By Aaron Hoopes
One of the most important things I have learned in teaching breathing to martial artists is that one can only understand its importance by actually practicing deep breathing oneself. The same is true with stillness training. It is impossible to adequately understand the benefits of contrasting movement with stillness without actually trying it yourself.
Shotokan karate is a powerful and dynamic martial art. Yet, sometimes its emphasis on strong, hard techniques seems one-dimensional and overshadows the need for contrast. Without weakness there is no such thing as strength. Without soft there is no hard. This idea of contrast or balance in the martial arts is best symbolized by the concept of Yin and Yang. The Yin/Yang symbol is one of the oldest and best-known life symbols in the world. It represents the two poles of existence, which are opposite but complementary, and which exist everywhere in every part of the universe. The light, white Yang moves up blending into the dark, black Yin which is moving down. The two aspects are in opposition to each other but they are also interdependent. Yin and Yang can be described as dependent opposite forces that must always be in balance. The opposite forces flow in a natural cycle, one always replacing the other. Each force contains the seed of the other, which is why we see a black spot of Yin in the Yang segment and a white spot of Yang in the Yin. They do not merely replace each other but actually become each other. Absolute or pure Yin (or Yang) does not exist. Everything contains some degree of its opposite.
What the Yin/Yang dichotomy is telling us is that in life all things have two opposite dimensions. If light exists then darkness exists as well. Wherever there is an “up” there will also be a “down”. If something has a front it must have a back. Something that is born will eventually die. There are no advantages without disadvantages; there are no disadvantages without advantages. All the opposites one perceives in the universe, then, are embodied in the opposing forces of Yin and Yang.

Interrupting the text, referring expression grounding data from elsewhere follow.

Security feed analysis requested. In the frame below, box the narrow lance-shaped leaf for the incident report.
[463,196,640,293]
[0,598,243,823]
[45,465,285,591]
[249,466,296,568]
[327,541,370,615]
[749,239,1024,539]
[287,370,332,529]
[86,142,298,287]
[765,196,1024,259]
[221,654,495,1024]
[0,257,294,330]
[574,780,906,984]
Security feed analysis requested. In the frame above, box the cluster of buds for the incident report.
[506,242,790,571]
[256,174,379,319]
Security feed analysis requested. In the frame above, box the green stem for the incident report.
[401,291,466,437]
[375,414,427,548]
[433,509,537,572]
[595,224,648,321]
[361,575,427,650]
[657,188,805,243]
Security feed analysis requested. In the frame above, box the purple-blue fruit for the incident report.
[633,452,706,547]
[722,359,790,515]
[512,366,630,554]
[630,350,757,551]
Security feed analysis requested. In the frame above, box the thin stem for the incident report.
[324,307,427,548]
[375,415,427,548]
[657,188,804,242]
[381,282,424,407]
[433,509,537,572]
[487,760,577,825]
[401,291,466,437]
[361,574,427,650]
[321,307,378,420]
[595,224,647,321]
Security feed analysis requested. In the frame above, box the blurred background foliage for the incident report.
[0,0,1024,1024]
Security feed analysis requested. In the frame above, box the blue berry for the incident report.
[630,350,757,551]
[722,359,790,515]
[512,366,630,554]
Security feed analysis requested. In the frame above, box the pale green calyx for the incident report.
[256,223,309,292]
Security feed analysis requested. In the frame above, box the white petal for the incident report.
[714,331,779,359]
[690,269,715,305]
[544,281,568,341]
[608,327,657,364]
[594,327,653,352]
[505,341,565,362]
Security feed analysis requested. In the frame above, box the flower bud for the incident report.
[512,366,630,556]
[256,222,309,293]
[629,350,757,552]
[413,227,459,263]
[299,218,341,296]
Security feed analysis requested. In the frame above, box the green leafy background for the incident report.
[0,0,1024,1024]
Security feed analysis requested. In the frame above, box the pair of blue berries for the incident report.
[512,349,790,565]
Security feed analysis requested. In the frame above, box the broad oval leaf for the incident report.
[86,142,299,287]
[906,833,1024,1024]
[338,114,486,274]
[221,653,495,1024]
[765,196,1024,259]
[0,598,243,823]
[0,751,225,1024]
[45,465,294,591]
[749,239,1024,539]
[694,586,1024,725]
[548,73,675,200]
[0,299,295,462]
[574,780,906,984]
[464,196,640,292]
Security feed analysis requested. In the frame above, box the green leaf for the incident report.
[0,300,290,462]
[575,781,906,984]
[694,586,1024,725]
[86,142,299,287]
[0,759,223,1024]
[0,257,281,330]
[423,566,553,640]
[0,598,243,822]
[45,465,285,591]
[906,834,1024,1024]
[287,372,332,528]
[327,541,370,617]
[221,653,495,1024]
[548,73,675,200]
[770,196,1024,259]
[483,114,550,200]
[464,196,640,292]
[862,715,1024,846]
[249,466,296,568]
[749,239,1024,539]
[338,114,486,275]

This changing combination of negative and positive, dark and light, cold and hot is what keeps the world in motion. In our individual lives all change can be seen as one opposite becoming the other.
As something reaches an extreme, it always gives way to its opposite. Just as the seasons cycle through summer-fall-winter-spring and create opposite periods of hot and cold, windy and still, rainy and dry. Yin and Yang cycle through active and passive, dark and light, strength and weakness. If Yin and Yang are balanced and flowing, life itself is balanced and flowing. Each of us must have this balance to be complete.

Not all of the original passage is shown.